Why is there a social imperative, in capitalism, towards valorisation, accumulation, expansion of markets and production? Here’s a passage from Capital Volume III. Marx is talking about interest rates, and the division of surplus value into interest on capital and profit of enterprise.
[T]his mutual ossification and autonomization of the two parts of the gross profit, as if they derived from two essentially separate sources, must now be fixed for the entire capitalist class and the total capital. Furthermore, this is true irrespective of whether the capital applied by the active capitalist is borrowed or not, or whether or not the money capitalist who owns the capital uses it himself. The profit on any capital, and thus also the average profit based on the equalization of capitals among themselves, breaks down or is divided into two qualitatively different, mutually autonomous and independent parts, interest and profit of enterprise, which are both determined by particular laws.

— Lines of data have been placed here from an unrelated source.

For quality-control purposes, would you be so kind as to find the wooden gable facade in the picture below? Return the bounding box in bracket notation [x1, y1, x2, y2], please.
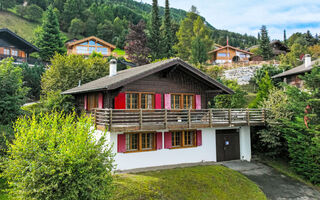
[76, 60, 226, 111]
[66, 36, 116, 57]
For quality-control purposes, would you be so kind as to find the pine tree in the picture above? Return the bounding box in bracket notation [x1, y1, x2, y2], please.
[149, 0, 162, 60]
[259, 25, 272, 60]
[124, 20, 150, 66]
[36, 6, 65, 62]
[164, 0, 174, 58]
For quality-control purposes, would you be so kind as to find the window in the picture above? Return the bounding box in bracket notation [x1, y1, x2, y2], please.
[126, 133, 156, 152]
[171, 94, 195, 109]
[126, 93, 154, 109]
[218, 53, 230, 57]
[3, 49, 10, 55]
[126, 93, 139, 109]
[11, 49, 18, 56]
[172, 131, 196, 147]
[141, 93, 154, 109]
[88, 93, 99, 110]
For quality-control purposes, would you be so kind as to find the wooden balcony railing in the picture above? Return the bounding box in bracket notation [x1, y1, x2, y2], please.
[92, 109, 265, 132]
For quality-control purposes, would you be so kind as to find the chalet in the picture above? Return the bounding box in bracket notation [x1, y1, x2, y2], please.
[66, 36, 116, 57]
[272, 54, 320, 88]
[62, 58, 264, 170]
[0, 28, 39, 64]
[208, 45, 253, 64]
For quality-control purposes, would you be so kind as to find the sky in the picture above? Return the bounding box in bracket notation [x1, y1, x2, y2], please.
[137, 0, 320, 40]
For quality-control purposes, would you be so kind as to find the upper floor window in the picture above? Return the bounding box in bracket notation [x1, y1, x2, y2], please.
[3, 49, 10, 55]
[218, 53, 230, 57]
[171, 94, 195, 109]
[11, 49, 18, 56]
[126, 93, 154, 109]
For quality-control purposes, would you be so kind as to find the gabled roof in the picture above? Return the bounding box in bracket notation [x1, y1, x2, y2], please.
[272, 58, 320, 78]
[208, 45, 253, 55]
[62, 58, 233, 94]
[0, 28, 39, 53]
[66, 36, 116, 49]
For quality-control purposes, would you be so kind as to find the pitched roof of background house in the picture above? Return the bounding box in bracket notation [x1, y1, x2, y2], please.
[0, 28, 39, 53]
[272, 58, 320, 78]
[62, 58, 234, 94]
[208, 45, 253, 55]
[66, 36, 116, 49]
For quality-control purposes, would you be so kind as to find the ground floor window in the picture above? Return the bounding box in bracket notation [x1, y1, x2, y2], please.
[126, 132, 156, 152]
[171, 131, 196, 147]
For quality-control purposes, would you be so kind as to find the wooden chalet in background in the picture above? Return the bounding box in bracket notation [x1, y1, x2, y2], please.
[66, 36, 116, 57]
[0, 28, 39, 64]
[63, 58, 264, 170]
[208, 45, 253, 64]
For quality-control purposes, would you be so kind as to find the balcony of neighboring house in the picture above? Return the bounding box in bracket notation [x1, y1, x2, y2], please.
[91, 108, 265, 132]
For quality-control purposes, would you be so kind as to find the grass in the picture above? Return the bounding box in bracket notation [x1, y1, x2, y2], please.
[260, 158, 320, 191]
[113, 165, 266, 200]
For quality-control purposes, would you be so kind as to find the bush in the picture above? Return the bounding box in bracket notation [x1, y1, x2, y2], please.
[3, 112, 113, 200]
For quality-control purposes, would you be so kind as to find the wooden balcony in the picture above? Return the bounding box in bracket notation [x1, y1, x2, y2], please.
[92, 109, 265, 132]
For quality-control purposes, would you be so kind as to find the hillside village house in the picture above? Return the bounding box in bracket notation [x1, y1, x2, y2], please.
[272, 54, 320, 88]
[66, 36, 116, 57]
[0, 28, 39, 64]
[63, 58, 264, 170]
[208, 45, 253, 64]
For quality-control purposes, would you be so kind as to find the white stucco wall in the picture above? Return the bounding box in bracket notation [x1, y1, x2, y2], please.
[108, 127, 251, 170]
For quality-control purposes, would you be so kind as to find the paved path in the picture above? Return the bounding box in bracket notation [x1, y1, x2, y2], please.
[222, 160, 320, 200]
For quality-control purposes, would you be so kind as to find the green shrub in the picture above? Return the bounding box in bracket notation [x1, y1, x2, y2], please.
[3, 112, 113, 200]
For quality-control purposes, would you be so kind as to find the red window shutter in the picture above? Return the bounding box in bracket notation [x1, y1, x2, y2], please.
[164, 132, 172, 149]
[164, 94, 171, 110]
[98, 92, 103, 108]
[154, 94, 161, 109]
[114, 92, 126, 109]
[196, 130, 202, 146]
[84, 95, 88, 110]
[196, 94, 201, 110]
[118, 134, 126, 153]
[156, 132, 162, 149]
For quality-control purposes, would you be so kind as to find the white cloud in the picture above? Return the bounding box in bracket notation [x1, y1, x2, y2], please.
[138, 0, 320, 39]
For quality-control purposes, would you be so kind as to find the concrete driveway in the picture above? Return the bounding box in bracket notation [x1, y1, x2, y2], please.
[222, 160, 320, 200]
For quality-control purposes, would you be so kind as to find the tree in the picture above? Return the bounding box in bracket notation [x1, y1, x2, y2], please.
[214, 80, 247, 108]
[259, 25, 272, 60]
[26, 4, 43, 21]
[149, 0, 163, 60]
[20, 63, 45, 100]
[0, 59, 28, 125]
[68, 18, 84, 36]
[249, 72, 273, 108]
[36, 6, 65, 61]
[124, 21, 150, 65]
[164, 0, 174, 58]
[41, 54, 109, 94]
[0, 0, 16, 10]
[3, 112, 114, 200]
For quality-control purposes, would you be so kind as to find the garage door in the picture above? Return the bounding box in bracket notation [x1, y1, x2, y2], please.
[216, 129, 240, 162]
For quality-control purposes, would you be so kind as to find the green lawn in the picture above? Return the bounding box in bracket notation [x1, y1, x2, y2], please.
[113, 165, 266, 200]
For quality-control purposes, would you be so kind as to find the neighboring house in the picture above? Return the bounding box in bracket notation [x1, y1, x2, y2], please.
[62, 58, 264, 170]
[66, 36, 116, 57]
[272, 54, 320, 88]
[0, 28, 39, 64]
[208, 45, 253, 64]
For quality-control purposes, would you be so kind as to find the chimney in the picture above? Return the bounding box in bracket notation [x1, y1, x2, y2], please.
[304, 54, 311, 68]
[109, 59, 117, 77]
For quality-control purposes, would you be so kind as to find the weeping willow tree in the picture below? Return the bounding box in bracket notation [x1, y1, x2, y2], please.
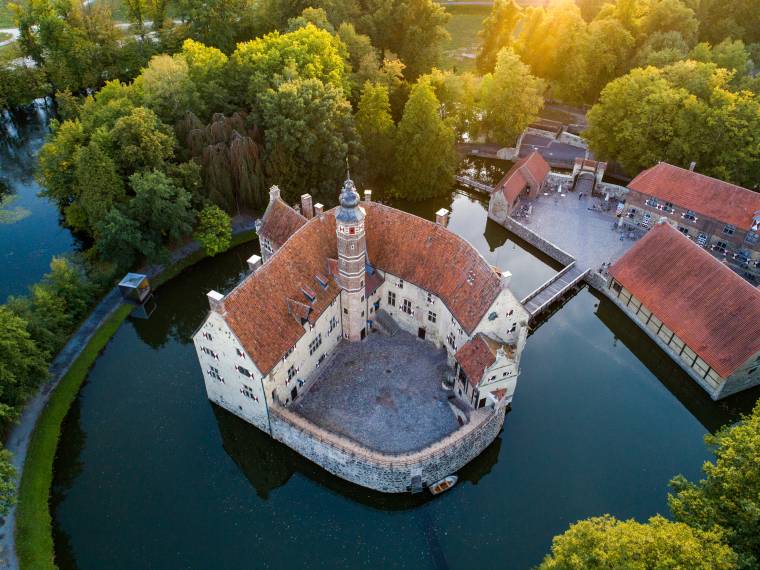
[177, 113, 267, 212]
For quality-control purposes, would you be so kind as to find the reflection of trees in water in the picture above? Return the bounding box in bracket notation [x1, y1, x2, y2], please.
[211, 404, 501, 511]
[50, 398, 87, 570]
[130, 240, 259, 349]
[591, 289, 760, 433]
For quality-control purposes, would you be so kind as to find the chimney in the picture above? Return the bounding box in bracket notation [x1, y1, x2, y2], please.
[301, 194, 314, 220]
[247, 255, 261, 273]
[206, 290, 224, 315]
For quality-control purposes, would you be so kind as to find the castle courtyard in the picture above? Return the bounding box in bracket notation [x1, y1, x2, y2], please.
[291, 331, 458, 453]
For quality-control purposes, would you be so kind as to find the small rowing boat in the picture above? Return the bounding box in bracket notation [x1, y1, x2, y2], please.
[428, 475, 458, 495]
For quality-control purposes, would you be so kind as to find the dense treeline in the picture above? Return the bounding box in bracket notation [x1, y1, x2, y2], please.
[540, 403, 760, 570]
[477, 0, 760, 184]
[0, 0, 760, 520]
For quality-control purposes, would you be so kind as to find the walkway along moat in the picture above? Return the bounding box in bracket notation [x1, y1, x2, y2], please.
[52, 180, 758, 570]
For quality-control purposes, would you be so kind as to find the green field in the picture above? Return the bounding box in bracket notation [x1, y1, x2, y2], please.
[442, 4, 491, 71]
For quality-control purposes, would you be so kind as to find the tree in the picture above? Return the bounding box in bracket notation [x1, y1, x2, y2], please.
[134, 54, 200, 125]
[539, 515, 738, 570]
[232, 24, 351, 104]
[106, 107, 176, 175]
[95, 170, 195, 268]
[668, 403, 760, 568]
[640, 0, 699, 45]
[476, 0, 522, 74]
[696, 0, 760, 44]
[0, 305, 48, 422]
[182, 40, 231, 120]
[689, 38, 752, 76]
[177, 0, 253, 53]
[355, 81, 395, 182]
[177, 113, 268, 212]
[584, 65, 760, 188]
[355, 0, 450, 81]
[575, 18, 636, 103]
[194, 206, 232, 256]
[633, 32, 689, 67]
[259, 79, 356, 199]
[64, 141, 126, 235]
[392, 81, 457, 200]
[480, 48, 544, 146]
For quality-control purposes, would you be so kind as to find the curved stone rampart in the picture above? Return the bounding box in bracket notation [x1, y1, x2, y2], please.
[270, 406, 505, 493]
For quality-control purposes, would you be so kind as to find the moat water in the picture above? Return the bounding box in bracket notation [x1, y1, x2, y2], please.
[0, 107, 76, 303]
[0, 114, 759, 570]
[53, 182, 757, 570]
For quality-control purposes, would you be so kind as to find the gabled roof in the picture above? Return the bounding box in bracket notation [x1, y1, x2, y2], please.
[496, 151, 551, 204]
[609, 224, 760, 378]
[628, 162, 760, 231]
[363, 202, 501, 334]
[258, 198, 307, 247]
[455, 333, 502, 386]
[224, 216, 340, 373]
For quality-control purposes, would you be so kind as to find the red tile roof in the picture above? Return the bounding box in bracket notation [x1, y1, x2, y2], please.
[496, 151, 551, 204]
[363, 202, 501, 334]
[628, 162, 760, 230]
[224, 202, 501, 373]
[454, 333, 498, 386]
[609, 224, 760, 378]
[258, 198, 306, 247]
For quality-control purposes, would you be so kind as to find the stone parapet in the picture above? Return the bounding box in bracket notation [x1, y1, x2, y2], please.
[270, 406, 506, 493]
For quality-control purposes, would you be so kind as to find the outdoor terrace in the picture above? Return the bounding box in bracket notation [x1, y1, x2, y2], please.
[290, 332, 459, 453]
[514, 183, 635, 270]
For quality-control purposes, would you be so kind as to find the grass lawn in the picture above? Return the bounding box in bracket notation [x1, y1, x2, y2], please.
[441, 3, 491, 71]
[16, 305, 133, 570]
[0, 0, 16, 27]
[16, 230, 256, 570]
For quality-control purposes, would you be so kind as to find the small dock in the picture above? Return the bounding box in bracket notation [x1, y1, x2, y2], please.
[521, 262, 590, 324]
[457, 176, 494, 195]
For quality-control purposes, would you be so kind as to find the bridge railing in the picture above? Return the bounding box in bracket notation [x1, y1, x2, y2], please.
[520, 261, 575, 305]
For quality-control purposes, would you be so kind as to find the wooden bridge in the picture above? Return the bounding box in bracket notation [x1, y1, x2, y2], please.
[521, 261, 590, 323]
[457, 176, 494, 194]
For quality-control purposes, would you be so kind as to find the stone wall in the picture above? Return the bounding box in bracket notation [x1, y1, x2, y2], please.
[271, 406, 506, 493]
[501, 218, 575, 265]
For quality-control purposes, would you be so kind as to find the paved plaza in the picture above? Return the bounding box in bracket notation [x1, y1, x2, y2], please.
[291, 332, 459, 453]
[515, 192, 635, 270]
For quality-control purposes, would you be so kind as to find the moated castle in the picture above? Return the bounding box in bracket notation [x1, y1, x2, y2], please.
[194, 175, 528, 492]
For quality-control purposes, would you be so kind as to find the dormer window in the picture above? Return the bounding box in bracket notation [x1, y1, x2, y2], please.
[301, 286, 317, 303]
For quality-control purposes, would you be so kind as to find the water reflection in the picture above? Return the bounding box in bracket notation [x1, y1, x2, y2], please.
[210, 404, 501, 504]
[592, 291, 760, 432]
[0, 101, 77, 302]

The capitalist who works with his own capital, as well as the one working with borrowed capital, divides his gross profit into interest that accrues to him as owner, as lender of his own capital to himself, and profit of enterprise, which accrues to him as an active, functioning capitalist. It becomes a matter of indifference, as far as this division is concerned, whether the capitalist really does have to share with another or not. The person who applies the capital, even if he works with his own capital, breaks down into two persons, the mere owner of capital and its user
Money that is lent out must be returned to the lender with interest added on – this is the principle of lending. [Though see below.] Another way of saying that: money lent out must be valorised. Now – this doesn’t mean that money lent out will ‘really’ be valorised, through the production of ‘real’ additional value. It doesn’t (contra my macroeconomics textbook) mean that all money lent out must be lent out for investment purposes (still less for successful investment). But the additional value that’s returned to the lender as the price of borrowing has to come from somewhere. For the particular borrower, this additional money could come from, say, reduced consumption at the appropriate time. But just as the capitalist class as a whole can’t make money by individual capitalists thieving off each other, so for the system as a whole interest on borrowing can’t be repaid just by taking money from elsewhere. If the economic system as a whole necessarily involves lending (which it does), then, for the system as a whole, there are only two options (both of which can be (and are) operative at once, of course): 1) default; 2) growth. [Though this ignores changes in price levels, which is really important. Sorry :-(.] I hope I’m more or less right in saying this.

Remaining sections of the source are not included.